Reputation: 7734
I had a line of code which is below.
List<? extends SortKey> sortKeys = new ArrayList();
This caused the warning ArrayList is a raw type. References to generic type ArrayList<E> should be parameterized
. I did some research and found these questions - Collections of generics “Cannot instantiate the type ArrayList” and How can elements be added to a wildcard generic collection?. So I constructed a public List
which looked like the following.
public <T extends SortKey> List<T> sortKeys() {
List<SortKey> keys = new ArrayList<SortKey>();
keys.add(new RowSorter.SortKey( 0, SortOrder.ASCENDING));
keys.add(new RowSorter.SortKey( 1, SortOrder.ASCENDING));
return keys;
}
However when I try to compile this code I get the error, Type mismatch: cannot convert from List<RowSorter.SortKey> to List<T>
. How can I fix this error?
Note
I also found the that the line of code, List<? extends SortKey> sortKeys = new ArrayList<>();
, removes the warning but I do not understand why? I would appreciate if someone took the time to explain that or reference something which would allow me understand it.
Edit
Using the following code fixes the error.

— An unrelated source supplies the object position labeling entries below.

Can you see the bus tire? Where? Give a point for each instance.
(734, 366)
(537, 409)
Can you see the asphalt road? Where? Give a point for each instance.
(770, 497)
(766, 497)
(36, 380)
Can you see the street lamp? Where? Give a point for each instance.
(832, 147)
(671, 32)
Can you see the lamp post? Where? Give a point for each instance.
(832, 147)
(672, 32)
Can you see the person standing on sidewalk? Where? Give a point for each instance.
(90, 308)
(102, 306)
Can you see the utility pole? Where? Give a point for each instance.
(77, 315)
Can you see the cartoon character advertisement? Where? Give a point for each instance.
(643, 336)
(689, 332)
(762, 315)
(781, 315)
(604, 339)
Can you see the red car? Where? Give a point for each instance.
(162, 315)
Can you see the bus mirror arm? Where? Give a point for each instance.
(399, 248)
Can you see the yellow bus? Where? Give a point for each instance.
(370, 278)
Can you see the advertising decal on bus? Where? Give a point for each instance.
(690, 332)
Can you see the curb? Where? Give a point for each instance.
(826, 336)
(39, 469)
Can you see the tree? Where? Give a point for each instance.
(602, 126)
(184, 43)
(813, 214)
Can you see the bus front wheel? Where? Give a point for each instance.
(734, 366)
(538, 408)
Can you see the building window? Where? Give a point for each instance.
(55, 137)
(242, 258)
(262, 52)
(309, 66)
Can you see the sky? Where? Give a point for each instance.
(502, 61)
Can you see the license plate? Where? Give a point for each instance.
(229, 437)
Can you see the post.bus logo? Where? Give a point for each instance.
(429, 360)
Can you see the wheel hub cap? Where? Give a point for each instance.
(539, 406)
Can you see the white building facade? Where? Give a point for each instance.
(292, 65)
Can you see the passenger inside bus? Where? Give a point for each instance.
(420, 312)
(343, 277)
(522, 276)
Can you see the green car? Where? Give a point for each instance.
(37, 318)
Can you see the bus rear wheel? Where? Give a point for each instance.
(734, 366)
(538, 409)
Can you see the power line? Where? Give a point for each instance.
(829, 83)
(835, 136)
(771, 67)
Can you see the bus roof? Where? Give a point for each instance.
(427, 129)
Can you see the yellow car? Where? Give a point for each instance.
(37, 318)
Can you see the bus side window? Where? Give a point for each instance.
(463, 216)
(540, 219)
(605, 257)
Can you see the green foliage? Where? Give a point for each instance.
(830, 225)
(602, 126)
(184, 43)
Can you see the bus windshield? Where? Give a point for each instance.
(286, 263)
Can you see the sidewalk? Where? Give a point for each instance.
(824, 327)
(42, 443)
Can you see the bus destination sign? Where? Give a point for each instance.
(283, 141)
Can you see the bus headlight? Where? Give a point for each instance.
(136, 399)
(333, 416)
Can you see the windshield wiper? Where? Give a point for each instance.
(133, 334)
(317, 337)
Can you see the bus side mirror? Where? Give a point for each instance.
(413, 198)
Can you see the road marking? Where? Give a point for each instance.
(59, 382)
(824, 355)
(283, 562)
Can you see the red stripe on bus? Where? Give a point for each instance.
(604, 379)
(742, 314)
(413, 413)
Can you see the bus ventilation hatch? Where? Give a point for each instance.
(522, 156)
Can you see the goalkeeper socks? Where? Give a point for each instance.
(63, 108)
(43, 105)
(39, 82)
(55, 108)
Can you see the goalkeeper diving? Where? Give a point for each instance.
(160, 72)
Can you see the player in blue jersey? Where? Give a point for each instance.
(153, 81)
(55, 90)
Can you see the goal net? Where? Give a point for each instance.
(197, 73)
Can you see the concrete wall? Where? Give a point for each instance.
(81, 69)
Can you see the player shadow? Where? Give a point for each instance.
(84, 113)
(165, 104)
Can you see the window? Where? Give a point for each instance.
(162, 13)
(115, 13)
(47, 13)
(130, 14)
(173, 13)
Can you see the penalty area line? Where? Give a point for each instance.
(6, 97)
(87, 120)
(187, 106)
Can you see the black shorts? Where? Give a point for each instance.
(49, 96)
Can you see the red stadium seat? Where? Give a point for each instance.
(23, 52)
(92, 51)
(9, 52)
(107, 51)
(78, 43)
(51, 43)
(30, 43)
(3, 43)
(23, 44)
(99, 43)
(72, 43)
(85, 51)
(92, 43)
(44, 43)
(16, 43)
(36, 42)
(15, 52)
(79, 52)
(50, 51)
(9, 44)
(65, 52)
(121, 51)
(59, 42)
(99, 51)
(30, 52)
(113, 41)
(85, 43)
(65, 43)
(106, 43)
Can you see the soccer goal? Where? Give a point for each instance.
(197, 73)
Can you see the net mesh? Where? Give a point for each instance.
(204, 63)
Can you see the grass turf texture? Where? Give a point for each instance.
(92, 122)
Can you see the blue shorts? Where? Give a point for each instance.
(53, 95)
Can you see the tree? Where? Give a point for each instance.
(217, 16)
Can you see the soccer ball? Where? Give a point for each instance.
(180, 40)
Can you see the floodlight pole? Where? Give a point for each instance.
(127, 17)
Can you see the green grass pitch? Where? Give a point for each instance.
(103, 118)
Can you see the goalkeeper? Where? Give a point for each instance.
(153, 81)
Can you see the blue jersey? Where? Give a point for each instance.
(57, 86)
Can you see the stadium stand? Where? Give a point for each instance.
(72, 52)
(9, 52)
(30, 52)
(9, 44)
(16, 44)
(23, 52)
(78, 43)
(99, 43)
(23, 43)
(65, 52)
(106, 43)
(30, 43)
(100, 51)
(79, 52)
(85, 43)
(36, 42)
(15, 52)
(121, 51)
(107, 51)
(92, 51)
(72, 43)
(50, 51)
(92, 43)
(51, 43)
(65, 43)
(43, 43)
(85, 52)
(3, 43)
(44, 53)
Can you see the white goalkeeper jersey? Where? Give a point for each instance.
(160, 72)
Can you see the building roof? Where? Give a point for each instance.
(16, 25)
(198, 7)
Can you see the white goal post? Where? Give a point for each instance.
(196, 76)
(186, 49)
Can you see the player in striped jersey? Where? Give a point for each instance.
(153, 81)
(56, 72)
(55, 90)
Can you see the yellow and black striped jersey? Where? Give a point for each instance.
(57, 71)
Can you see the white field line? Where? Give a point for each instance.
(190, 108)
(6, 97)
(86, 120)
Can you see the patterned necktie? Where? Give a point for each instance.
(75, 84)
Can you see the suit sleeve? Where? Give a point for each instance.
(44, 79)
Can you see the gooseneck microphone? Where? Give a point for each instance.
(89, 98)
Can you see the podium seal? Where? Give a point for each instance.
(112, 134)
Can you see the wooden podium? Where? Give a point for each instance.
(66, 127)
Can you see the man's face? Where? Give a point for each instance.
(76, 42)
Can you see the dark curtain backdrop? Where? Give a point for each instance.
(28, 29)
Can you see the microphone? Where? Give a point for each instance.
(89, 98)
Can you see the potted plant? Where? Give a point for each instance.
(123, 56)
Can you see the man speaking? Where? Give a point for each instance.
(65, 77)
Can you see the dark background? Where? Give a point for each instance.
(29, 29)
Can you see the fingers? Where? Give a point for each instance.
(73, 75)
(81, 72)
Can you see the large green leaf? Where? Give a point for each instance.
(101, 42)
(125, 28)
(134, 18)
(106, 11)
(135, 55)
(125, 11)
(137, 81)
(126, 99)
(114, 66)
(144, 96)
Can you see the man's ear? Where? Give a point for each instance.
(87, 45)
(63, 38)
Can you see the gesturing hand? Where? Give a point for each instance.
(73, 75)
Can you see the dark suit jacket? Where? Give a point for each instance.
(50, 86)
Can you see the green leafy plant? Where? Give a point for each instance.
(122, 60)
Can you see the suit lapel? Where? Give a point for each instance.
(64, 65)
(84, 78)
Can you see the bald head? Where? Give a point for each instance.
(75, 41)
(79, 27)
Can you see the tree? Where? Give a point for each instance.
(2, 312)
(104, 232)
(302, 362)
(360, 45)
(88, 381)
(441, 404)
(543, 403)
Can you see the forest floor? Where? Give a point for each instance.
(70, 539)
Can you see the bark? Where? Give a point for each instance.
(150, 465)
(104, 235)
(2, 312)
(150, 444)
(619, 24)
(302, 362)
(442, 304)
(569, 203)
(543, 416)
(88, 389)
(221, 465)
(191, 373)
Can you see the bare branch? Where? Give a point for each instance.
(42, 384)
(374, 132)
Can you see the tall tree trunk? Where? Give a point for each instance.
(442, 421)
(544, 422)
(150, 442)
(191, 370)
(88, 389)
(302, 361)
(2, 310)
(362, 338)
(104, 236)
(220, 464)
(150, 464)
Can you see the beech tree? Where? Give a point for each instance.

public <T extends SortKey> List<T> sortKeys() {
List<T> keys = new ArrayList<T>();
keys.add((T) new RowSorter.SortKey( 0, SortOrder.ASCENDING));
keys.add((T) new RowSorter.SortKey( 1, SortOrder.ASCENDING));
return keys;
}
However new warning are produced which state Type safety: Unchecked cast from RowSorter.SortKey to T
.
Upvotes: 1
Views: 2852
Reputation: 81
For the first question, you're missing the generic braces on new ArrayList()
-> new ArrayList<>()
.
For the second question, you're trying to use SortKey (which doesn't extend from SortKey, of course) as the list type.
Not sure why you're storing them like that, though, because you can store subclasses by the superclass type.